Peeling back the layers: Swetha Sivakumar on the science of onions
What’s the best way to cook an onion? That depends on what you want from it. It’s a versatile but temperamental vegetable. See what makes it so, in this week’s Sound Bites.
Food historians and archaeologists believe that the common onion (Allium cepa) originated somewhere in Central Asia. Vedic writings mention the vegetable being grown in China 5,000 years ago. Their cultivation spread rapidly across continents, with hints of onion found in archaeological ruins from ancient China, Greece, Egypt and Rome.
These bulbs are hardy. They travel well. They can be stored for up to three months without refrigeration. All these factors led to this becoming a staple in most homes.
The 6th-century Charaka Samhita lists onion as a cure for indigestion and aching joints. The Egyptians viewed its structure as symbolic of eternal life, and thus often buried a few bulbs with dead pharaohs, in their tombs. Onions were a key crop in the diets of Medieval Europe’s peasants. And the city of Chicago was named after the Native American word for the bulb. When the first colonists arrived, the land held vast fields of wild onions.

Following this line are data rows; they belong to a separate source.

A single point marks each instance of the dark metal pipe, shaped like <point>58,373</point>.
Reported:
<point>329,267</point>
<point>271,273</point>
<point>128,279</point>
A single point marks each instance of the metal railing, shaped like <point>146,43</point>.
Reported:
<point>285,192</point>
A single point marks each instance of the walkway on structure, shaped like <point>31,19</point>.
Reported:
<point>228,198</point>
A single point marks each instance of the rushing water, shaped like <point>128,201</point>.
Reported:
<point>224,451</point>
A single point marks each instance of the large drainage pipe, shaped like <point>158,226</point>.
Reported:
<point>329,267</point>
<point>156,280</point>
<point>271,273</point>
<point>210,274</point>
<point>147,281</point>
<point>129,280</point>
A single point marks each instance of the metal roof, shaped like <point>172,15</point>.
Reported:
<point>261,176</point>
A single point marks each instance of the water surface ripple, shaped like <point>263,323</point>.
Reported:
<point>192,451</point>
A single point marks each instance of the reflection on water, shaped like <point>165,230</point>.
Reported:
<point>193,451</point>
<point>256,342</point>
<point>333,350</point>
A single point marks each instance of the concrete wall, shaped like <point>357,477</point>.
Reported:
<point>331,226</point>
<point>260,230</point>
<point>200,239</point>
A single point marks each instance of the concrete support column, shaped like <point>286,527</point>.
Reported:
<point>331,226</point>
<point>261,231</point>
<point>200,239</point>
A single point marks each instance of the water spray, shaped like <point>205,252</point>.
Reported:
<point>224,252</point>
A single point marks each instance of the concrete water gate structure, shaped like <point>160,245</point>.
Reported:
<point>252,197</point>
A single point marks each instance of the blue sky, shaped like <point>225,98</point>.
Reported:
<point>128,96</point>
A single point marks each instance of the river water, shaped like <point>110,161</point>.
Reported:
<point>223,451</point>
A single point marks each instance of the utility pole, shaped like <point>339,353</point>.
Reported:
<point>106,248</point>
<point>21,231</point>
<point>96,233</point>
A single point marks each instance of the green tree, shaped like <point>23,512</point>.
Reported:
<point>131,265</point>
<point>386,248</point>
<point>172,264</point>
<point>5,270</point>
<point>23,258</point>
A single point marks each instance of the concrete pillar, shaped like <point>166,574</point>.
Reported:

It is interesting that the word “onion” comes from the Latin “unionem”, which means unity. It is aptly named, considering that it is a base ingredient in so many dishes across cuisines. Indian curries often start with the trio of onion-ginger-garlic, sauteed. The French mirepoix uses onions, celery and carrots (paired with butter). The Spanish sofrito is onion, garlic and tomato, braised in oil.
To satiate the vast appetite for this vegetable, almost 93 million tonnes are produced a year, worldwide, according to the UN’s Food and Agriculture Organization, with the top growers being China, Mali, Japan and South Korea.
The fact that this vegetable makes our eyes water can be traced to the soil it’s grown in. Onions grow best in soils that are rich in sulphur, which it absorbs and transforms into defensive compounds stored in its cells. These cells rupture as we chop, or as pests chomp, and an enzyme in the plant combines with the sulphur compounds to produce an irritating, pungent group of molecules called thiosulfinates and thiosulfonates.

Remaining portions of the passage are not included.